Avid gardeners should also make sure that their tetanus vaccines are up to date. Although tetanus is uncommon these days due to the vaccine, sepsis is quite common. To prevent gashes while gardening, wear heavy gloves and coveralls when you need to prune thorny plants, and handle sharp tools with caution.
7. Blaming Your Tools: Injuries from Spades, Weed Trimmers, and Other Gardening Gear
Speaking of dangerous tools, gardeners encounter quite a few. Even a gardening shovel, left lying on the ground, can whack you with its handle if you absentmindedly step on its blade. For this reason, you’ll want to get into the habit of propping your long-handled tools upright rather than leaving them lying about underfoot.
Another good habit to adopt is to wear goggles or safety glasses when you are using weed trimmers to deflect any debris that is flung up. Even usually innocuous items can cause damage when hurled into your eyes.
8. A “Ticking” Time Bomb: Lyme Disease and Rocky Mountain Spotted Fever
Another danger could be lurking in that tall grass you are whacking: ticks, such as the tiny deer tick, which carries Lyme disease. Although the larger dog tick doesn’t transmit Lyme disease it can convey other potentially serious ones, such as Rocky Mountain spotted fever.

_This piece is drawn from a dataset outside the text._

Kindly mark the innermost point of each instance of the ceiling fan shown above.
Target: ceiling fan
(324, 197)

At the risk of being monotonously repetitive, we’ll have to again remind you to wear long-sleeved shirts and long pants while gardening—preferably light-colored ones—and tuck your pant cuffs into your gardening shoes. Inspect your skin for ticks before you shower and use narrow-nosed tweezers to pluck out any you find.
9. Ratting Around: Leptospirosis and Salmonella from Rodents
If your property is becoming overrun with rats due to the garbage you are adding to your compost, keep in mind that such rodents—and other animals—can spread a rare bacterial disease called leptospirosis through their urine. They also may transmit the more common salmonella bacteria through their feces.
To avoid attracting rats to your property, keep your garbage cans tightly capped and use an enclosed composting system such as a tumbler rather than an open pile. Also, wash your hands thoroughly if you come into contact with dead rats or their excrements.
10. Exerting Yourself: Heart Stress or Asthma Attacks
If you have serious heart or lung issues, overexerting yourself in the garden could cause more than minor symptoms. In fact, shoveling of heavy soil could give rise to some of the same emergencies generated by snow shoveling during winter: namely, heart or asthma attacks.
To prevent that, gardening in raised beds or patio boxes—which you can tend while in a standing or sitting position—is a good idea, because it requires less bending and kneeling than tending in-ground plots. Just get somebody else to fill those beds or boxes!